What was the matter with her? She was growing positively brutal! She fled from the room, leaving Milly to cough and choke alone.
2
Christmas dinner at the Bensons' was a pleasant enough festivity. Mrs. Benson was delighted that the Ogdens had come, for Richard was at home. His stolid determination not to seek Joan out, coupled with his evident melancholy, had begun to alarm his mother. She tried to lead him on to talk about the girl, but he was not to be drawn. The situation was beyond her. If Richard was in love with Joan, why didn't he marry her? His father couldn't very well refuse to make him a decent allowance if he married; it was all so ridiculous, this moping about, this pandering to Joan's fancies.
"Marry her, my son, and discuss things afterwards," had been Mrs. Benson's advice.
But Richard had laughed angrily. "She won't marry me, unfortunately."
"Then make her, for of course she's in love with you."
No good; Mrs. Benson could not cope with the psychology of these two. She felt that her only hope lay in propinquity, so if Richard would not go to Joan the roles must be reversed and Joan must be brought to Richard. She watched their meeting with scarcely veiled eagerness.
They shook hands without a tremor; a short, matter-of-fact clasp. Curious creatures! Mrs. Benson felt baffled, and angry with Richard; what was he thinking about? He treated Joan like another boy. No wonder the love affair was not prospering!

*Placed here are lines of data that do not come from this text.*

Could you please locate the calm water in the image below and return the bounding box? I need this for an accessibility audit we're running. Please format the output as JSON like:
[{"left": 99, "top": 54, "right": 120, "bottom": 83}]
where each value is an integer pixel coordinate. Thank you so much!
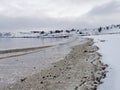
[{"left": 0, "top": 38, "right": 68, "bottom": 50}]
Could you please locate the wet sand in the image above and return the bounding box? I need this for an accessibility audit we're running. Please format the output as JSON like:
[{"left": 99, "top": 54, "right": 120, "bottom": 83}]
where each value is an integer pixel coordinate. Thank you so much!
[{"left": 4, "top": 39, "right": 107, "bottom": 90}]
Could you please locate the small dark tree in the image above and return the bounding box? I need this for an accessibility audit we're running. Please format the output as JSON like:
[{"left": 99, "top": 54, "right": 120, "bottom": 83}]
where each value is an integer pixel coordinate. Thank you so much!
[
  {"left": 50, "top": 31, "right": 53, "bottom": 34},
  {"left": 79, "top": 32, "right": 83, "bottom": 34},
  {"left": 106, "top": 26, "right": 109, "bottom": 30},
  {"left": 66, "top": 30, "right": 70, "bottom": 33},
  {"left": 4, "top": 32, "right": 11, "bottom": 37},
  {"left": 98, "top": 27, "right": 102, "bottom": 32},
  {"left": 0, "top": 33, "right": 2, "bottom": 37},
  {"left": 55, "top": 30, "right": 61, "bottom": 33},
  {"left": 40, "top": 31, "right": 45, "bottom": 34},
  {"left": 71, "top": 28, "right": 75, "bottom": 31}
]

Elizabeth was already there when the Ogdens arrived, and she, too, watched the little comedy with some interest. She would rather have liked to talk to Richard about Cambridge, it was so long since she herself had been there, but Lawrence Benson was for ever at her elbow, quietly obtrusive. He had taken to wearing pince-nez lately. Elizabeth wished that he had not chosen the new American rimless glasses; she felt that any effort to render pince-nez decorative only accentuated their hideousness. She found herself looking at Lawrence, comparing the shine on his evening shirt front with the disconcerting shine of his glasses. He was very immaculate, with violets in his buttonhole, but he had aged. The responsibility of partnership and riches appeared to have thinned his sleek hair. Perhaps it made you old before your time to be a member of one of the largest banking firms in England—old and prim and tidy. Elizabeth wondered.
Lawrence reminded her of an expensive mahogany filing cabinet in which reposed bundles of papers tied with red tape. Everything about him was perfectly correct, from the small, expensive pearl that clasped his stiff shirt, to his black silk socks and patent leather shoes. His cuff-links were handsome but restrained, his watch-chain was platinum and gold, not too thick, his watch was an expensive repeater in the plainest of plain gold cases.